As well as an estimate of instruction-level inlining cost, summary info about arguments, etc, so you effectively decide whether inlining it will help or hurt, without having the IR around to try?
FWIW: Writing out the info is usually not the hard part, actually, and is unrelated to the DAG-ness of the packages.
GCC is just the perennial example here, but they refused to write it out for years for political reasons, not technical ones :)
"So it records the calling convention, architecture flags, alignment, and other ABI pieces etc?"
No. At the moment it records the AST in the object file, because the inliner works at the Go AST level. In the future it may instead record the SSA representation (which would obviously give better cost estimates; the current heuristics are really extremely simple).
"FWIW: Writing out the info is usually not the hard part, actually, and is unrelated to the DAG-ness of the packages."
The DAG-ness means it's always available when compiling the call site, even if it's a cross-package call. It means you don't have to do it at link time.
"In the future it may instead record the SSA representation (which would obviously give better cost estimates; the current heuristics are really extremely simple)."
This would be identical to what others do then :)

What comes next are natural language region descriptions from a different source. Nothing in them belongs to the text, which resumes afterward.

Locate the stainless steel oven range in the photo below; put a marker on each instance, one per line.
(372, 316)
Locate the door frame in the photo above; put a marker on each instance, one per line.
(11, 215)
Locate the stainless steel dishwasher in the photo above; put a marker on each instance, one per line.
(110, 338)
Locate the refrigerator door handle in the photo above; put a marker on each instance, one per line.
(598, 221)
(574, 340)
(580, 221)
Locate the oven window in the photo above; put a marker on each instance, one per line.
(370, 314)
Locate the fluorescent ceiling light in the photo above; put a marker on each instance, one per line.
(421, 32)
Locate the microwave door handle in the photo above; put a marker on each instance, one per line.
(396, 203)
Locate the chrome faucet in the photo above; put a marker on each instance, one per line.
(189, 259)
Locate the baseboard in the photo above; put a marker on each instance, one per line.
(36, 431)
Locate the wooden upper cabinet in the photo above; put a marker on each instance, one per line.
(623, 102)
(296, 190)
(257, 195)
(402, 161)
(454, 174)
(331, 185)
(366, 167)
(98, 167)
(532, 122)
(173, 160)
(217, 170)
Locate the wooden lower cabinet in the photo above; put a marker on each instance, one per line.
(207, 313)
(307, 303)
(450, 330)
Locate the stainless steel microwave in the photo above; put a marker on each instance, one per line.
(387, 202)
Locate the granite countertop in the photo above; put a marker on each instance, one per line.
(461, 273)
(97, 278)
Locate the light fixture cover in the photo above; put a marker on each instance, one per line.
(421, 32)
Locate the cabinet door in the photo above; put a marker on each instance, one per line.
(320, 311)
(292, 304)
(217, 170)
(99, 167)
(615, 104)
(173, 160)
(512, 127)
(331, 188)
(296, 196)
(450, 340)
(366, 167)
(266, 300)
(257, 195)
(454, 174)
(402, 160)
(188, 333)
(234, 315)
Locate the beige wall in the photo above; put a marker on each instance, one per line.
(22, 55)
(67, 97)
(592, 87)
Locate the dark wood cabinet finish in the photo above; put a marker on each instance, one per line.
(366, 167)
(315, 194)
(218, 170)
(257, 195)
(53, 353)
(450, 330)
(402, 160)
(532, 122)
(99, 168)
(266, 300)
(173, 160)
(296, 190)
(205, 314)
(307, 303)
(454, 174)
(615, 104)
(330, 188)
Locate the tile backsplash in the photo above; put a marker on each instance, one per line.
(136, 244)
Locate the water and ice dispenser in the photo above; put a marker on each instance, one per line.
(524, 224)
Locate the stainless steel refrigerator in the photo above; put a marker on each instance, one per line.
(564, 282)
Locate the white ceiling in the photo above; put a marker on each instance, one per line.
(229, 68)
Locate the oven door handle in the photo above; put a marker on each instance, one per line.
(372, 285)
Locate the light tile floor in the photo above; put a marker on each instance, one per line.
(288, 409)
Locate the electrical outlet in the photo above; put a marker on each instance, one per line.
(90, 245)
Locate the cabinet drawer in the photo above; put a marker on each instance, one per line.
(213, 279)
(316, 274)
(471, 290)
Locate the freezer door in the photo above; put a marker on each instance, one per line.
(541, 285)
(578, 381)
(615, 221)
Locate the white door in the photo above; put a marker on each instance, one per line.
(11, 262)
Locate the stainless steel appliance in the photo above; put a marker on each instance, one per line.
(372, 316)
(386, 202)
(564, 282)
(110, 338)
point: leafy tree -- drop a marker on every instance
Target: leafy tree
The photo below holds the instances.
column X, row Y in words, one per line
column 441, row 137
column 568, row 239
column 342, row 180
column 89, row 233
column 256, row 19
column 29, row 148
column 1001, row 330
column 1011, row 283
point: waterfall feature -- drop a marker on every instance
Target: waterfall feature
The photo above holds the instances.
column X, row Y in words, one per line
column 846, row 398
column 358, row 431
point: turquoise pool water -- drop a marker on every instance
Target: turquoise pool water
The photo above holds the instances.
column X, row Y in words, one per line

"The DAG-ness means it's always available when compiling the call site, even if it's a cross-package call. It means you don't have to do it at link time.
"
This is unrelated to DAG-ness.
Unless you mean something else by DAG-ness. DAG-ness means it's a directed-acyclic graph. That is, all other things being equal, it has no cycles.
This is unrelated to the problem.
For example, in other languages/etc, it could be weakly defined, or other some form of overridable, regardless of whether it has cycles, is actually multiply defined etc. That requires link-time resolution, becuase you can't optimize it making an assumption about its callees/callers, or even inline it, and then just hand that version to others because you may have screwed it up in a way one of those other callers depend on.
That is, the overridability is an attribute of the function, not a problem of how it is used.
Ditto on the ABI, alignment, etc.
None of the interesting problems they have to solve are related to packaging. They occur with DAGs or non-DAGs, are just related to these languages supporting a richer set of things you can do to functions :)
> The DAG-ness means it's always available when compiling the call site, even if it's a cross-package call. It means you don't have to do it at link time.
Why is it any harder to do at link time?
(I've implemented this in a production compiler, and choosing whether to do it at compile time or link time was a trivial decision.)
traditionally, this required a linker that understands there is ir in the files.
in practice, i don't believe this has been a problem for many years now (and again, was only a problem in the open source world, so saying it's related to the language is kind of strange.).
Every good production C++ compiler has had some form of link time optimization for many years.
IBM's, for example, has been happily cross-optimizing between C++, java, fortran, PL/IX, etc without any issues, going on at least 15, maybe 25+ years now (I know it's 15 for sure, i suspect it's closer to 25).
Go statically links to all Go libraries, and only dynamically links when interfacing with C code. (As of the last time I used it, a couple years ago; this may have changed since then.)
That doesn't really answer whether it can inline library functions. The fact that it statically links means it potentially could inline methods it finds in them but I don't think that it does currently since it appears that this inline functionality works when compiling source.
It can inline library functions, since, at latest, 1.4.2 (this is just what I happened to have handy on this computer). It's pretty easy to test by writing a package containing a simple function like "func Square(x int) int { return x * x }", compiling a main package that imports that package and calls Square, and then disassembling the executable to see whether it calls Square or inlines it.